O processo de enriquecimento de urânio consiste em adicionar ao urânio-238, comum na natureza, o urânio-235. Isso acontece porque o urânio-235 é menos instável, ou seja, mais fácil de ser quebrado para gerar energia. A proporção da mistura depende da aplicação para qual o urânio será utilizado. Usinas nucleares usam uma proporção de 3% de U-235 e 97% de U-238. Reatores nucleares para pesquisa, como os do Instituto de Pesquisas Energéticas e Nucleares (Ipen), usam cerca de 20% de U-235. Já as bombas atômicas usam 90% de U-235. O urânio natural possui somente 0,7% de U-235.
No Brasil, as principais ocorrências de urânio estão concentradas nos estados da Bahia, Ceará, Paraná e Minas Gerais.

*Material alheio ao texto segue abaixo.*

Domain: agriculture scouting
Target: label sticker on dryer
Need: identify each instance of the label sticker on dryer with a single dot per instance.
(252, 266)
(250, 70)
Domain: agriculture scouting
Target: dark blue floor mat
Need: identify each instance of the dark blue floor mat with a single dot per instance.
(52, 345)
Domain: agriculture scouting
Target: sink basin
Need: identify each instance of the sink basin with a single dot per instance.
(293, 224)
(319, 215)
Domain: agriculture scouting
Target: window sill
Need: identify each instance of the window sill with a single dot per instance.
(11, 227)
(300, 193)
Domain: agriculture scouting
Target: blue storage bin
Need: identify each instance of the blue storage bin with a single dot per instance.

O país possui ainda urânio associado a outros minerais, no Amazonas e em Carajás (Pará). O urânio brasileiro retirado dessas reservas é transformado em yellow cake, um tipo de pó concentrado e mandado para o exterior para ser transformado em gás. Nesse processo, são usadas as centrífugas. Rodando a uma velocidade supersônica elas fazem com que o urânio 235 que é mais leve, fique no meio e seja sugado indo para outra centrífuga. Isso é repetido dezenas de milhares de vezes até que o gás seja enriquecido na proporção desejada. Quanto às ultracentrifugadoras desenvolvidas pelo Brasil, elas trariam a vantagem de não utilizar apoio mecânico, mas um campo eletromagnético, o que as torna mais eficientes e econômicas.